Чужеземец замялся, но тут же стоявший внизу около балкона немец перевел ему слова боярина. Говорил немец на английском языке с сильным шотландским выговором – именно на том наречии, которым изъяснялся покойный Иван Ульянович. Поняв, о чем его спрашивают, немчин кивнул головой, и объяснил с тем же выговором, что был он рейтарским и пехотным офицером, а служил последнее время в Польше в чине капитана. Это перевели боярину, и тот сдержанно кивнул.
– Покажи, как умеешь владеть пешего и конного чужеземного строя оружием! – повелительно произнес Милославский.
Услышав перевод, Филимон с большим сомнением покосился на стоявшего внизу немца, и негромко поинтересовался у того, правильно ли он понял боярина, и действительно ли ему следует сейчас показать владение шпагой и пистолетами. Немец грустно кивнул. Драгон тогда раздраженно заявил, что с этим куда лучше справится его денщик, и попросил перевести это боярину. Его собеседник-немец с тем же грустным видом покачал головой – дескать, не стоит, не перечь, и делай, что говорят. Филимон с надеждой поднял глаза к балкону, но стоявший там второй немец также чуть заметно, с понимающим видом, кивнул ему.
Тогда Драгон порывистым шагом подошел к деревянным опорам с оружием, презрительно отбросил в сторону несколько попавшихся ему первыми шпаг и сабель, и, наконец, вытащил одну, ничуть не лучше прочих. С ней он подошел к чучелам и, церемонно поклонившись в сторону балкончика, сделал против одного из чучел, жалко и испуганно глядевшего на него единственным оставшимся глазом, несколько ложных выпадов, после чего уверенно поразил соломенного неприятеля. Артемонов отметил про себя, что, хотя выучка у земляка Ивана Ульяновича была и хороша, однако действовать по-настоящему саблей ему давно не приходилось. Закончив экзекуцию чучела, Филимон вопросительно взглянул на боярина, тот показал, что доволен увиденным, и Драгон, еще раз раскланявшись, удалился со двора вместе с оруженосцем. Все это действо заняло не более трех минут. Если только такую удаль и нужно показать, подумал Артемонов, то несложен эдакий смотр. Чего ради и морозили целый день – порубить чучело он мог и в соседском дворе (сам Матвей не выращивал ягод и у себя на дворе чучел не держал).

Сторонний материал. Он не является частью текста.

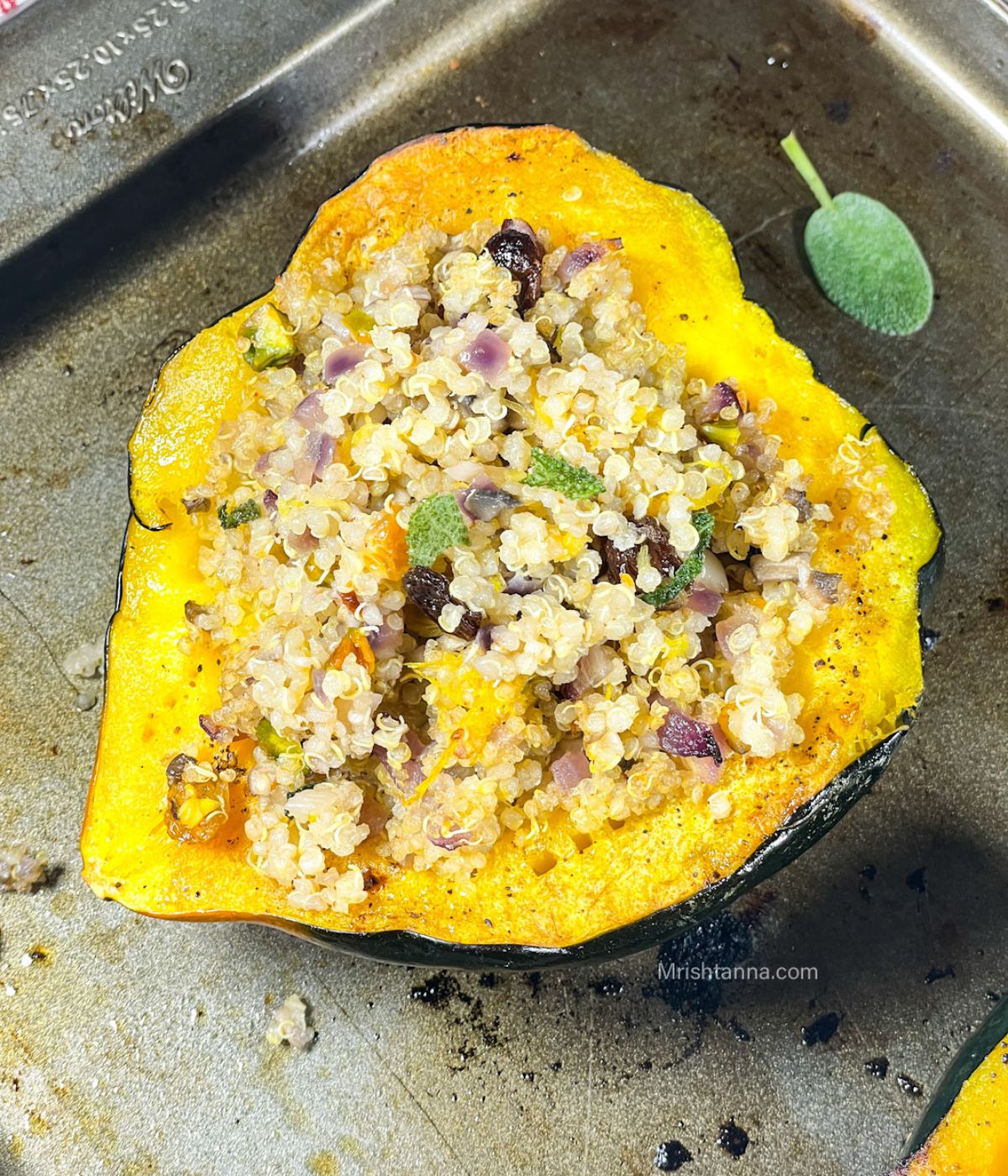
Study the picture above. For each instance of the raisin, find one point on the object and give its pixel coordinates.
(522, 255)
(429, 593)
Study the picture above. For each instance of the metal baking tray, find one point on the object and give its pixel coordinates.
(156, 166)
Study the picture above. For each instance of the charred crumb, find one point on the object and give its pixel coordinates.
(720, 942)
(822, 1029)
(739, 1032)
(435, 991)
(733, 1138)
(522, 255)
(670, 1156)
(929, 638)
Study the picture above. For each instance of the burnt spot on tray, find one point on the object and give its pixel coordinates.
(688, 967)
(822, 1029)
(670, 1156)
(733, 1138)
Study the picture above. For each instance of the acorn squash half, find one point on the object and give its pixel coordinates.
(964, 1129)
(653, 876)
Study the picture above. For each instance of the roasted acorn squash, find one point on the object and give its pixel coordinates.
(964, 1129)
(651, 878)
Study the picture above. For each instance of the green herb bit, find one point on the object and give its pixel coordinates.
(244, 512)
(274, 744)
(559, 474)
(864, 256)
(434, 526)
(690, 567)
(270, 337)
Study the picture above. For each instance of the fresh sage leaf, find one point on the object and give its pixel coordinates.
(864, 256)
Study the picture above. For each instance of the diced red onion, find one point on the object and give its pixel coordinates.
(453, 841)
(522, 585)
(705, 601)
(720, 396)
(570, 768)
(487, 355)
(341, 361)
(319, 450)
(303, 543)
(682, 735)
(713, 575)
(723, 629)
(584, 255)
(309, 412)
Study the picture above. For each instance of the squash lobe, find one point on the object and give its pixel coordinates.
(657, 875)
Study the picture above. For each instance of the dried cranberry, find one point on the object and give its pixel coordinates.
(660, 549)
(429, 593)
(619, 564)
(522, 255)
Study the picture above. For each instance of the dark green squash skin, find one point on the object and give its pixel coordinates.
(801, 831)
(972, 1054)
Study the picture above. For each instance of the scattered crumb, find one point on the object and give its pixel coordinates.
(290, 1023)
(86, 661)
(21, 870)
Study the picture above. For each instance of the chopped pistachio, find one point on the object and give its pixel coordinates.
(359, 321)
(267, 339)
(273, 743)
(723, 433)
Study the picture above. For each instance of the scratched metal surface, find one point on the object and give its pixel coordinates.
(129, 1046)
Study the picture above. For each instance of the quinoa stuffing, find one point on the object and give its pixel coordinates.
(475, 549)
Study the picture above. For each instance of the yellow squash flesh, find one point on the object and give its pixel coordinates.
(686, 278)
(972, 1140)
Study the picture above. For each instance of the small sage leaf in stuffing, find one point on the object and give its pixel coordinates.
(690, 567)
(244, 512)
(559, 474)
(435, 525)
(864, 256)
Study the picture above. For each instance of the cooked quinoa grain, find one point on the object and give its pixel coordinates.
(476, 550)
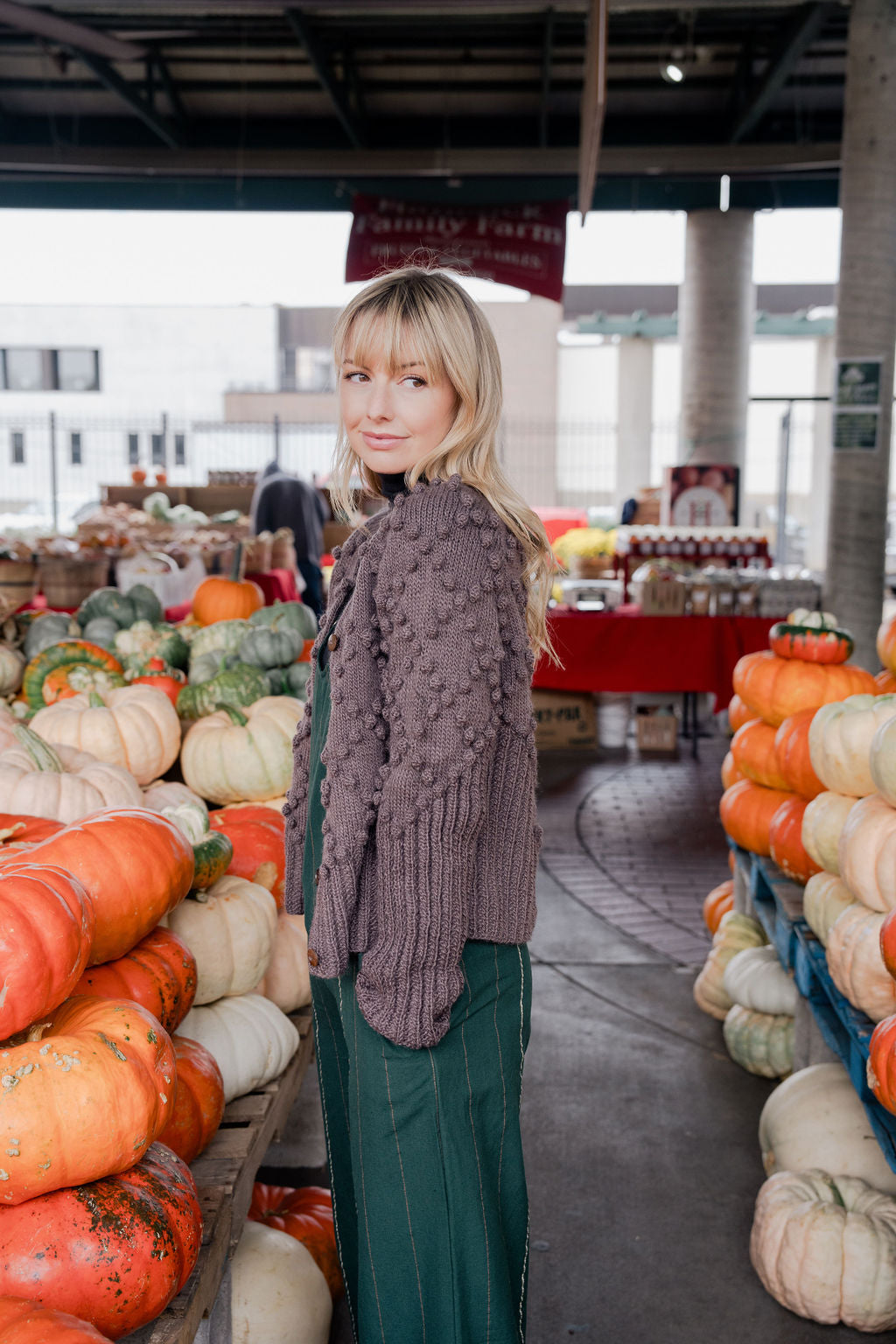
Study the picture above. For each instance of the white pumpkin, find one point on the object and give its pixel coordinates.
(840, 741)
(757, 980)
(248, 1037)
(816, 1118)
(825, 1248)
(231, 935)
(825, 898)
(856, 962)
(823, 820)
(135, 726)
(288, 982)
(278, 1294)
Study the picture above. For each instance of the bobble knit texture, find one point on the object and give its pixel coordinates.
(430, 835)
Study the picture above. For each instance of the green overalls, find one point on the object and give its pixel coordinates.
(424, 1145)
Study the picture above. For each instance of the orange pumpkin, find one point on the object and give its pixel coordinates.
(746, 814)
(792, 744)
(754, 752)
(718, 903)
(774, 689)
(786, 843)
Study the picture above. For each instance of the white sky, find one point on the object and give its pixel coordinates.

– Матвей Сергеев сын Артемонов и Коробов Гавриилов Серафим!
И все же, услышав это, Матвей вздрогнул. Хотя после серафимовой водки и доброго меда в подземелье надвратной церкви, чувство страха и было неведомо Артемонову, все же он ощутил приятное волнение, как перед прыжком в прорубь на Крещение. Уже приготовившись выйти в середину двора, он почувствовал, как Серафим, прижавшись к нему боком, медленно оседает наземь. Матвей с раздражением подумал, что чертов недоросль опять, по своей привычке, валится на колени, чтобы отмолить себя от рейтарской участи, однако оказалось, что бедный юноша, не выдержав всех тягот прошедшего дня, попросту говоря, уснул. Артемонов подхватил его сбоку, однако удержать увесистого Серафима от падения он долго не мог, и тот постепенно сползал вниз. Положение было на редкость глупым, и Бог знает, что оставалось бы делать Матвею, если бы откуда не возьмись не появились два молодца в красных кафтанах, и не оттащили младшего Коробова в сторону. Сделали они это так привычно и уверенно, что трудно было не заподозрить, что подобных случаев было в течение дня немало. Артемонов покачал головой, подумав, что не мытьем, так катаньем, но Серафим своего добился – в рейтарских и солдатских командирах ему в ближайшее время точно не бывать.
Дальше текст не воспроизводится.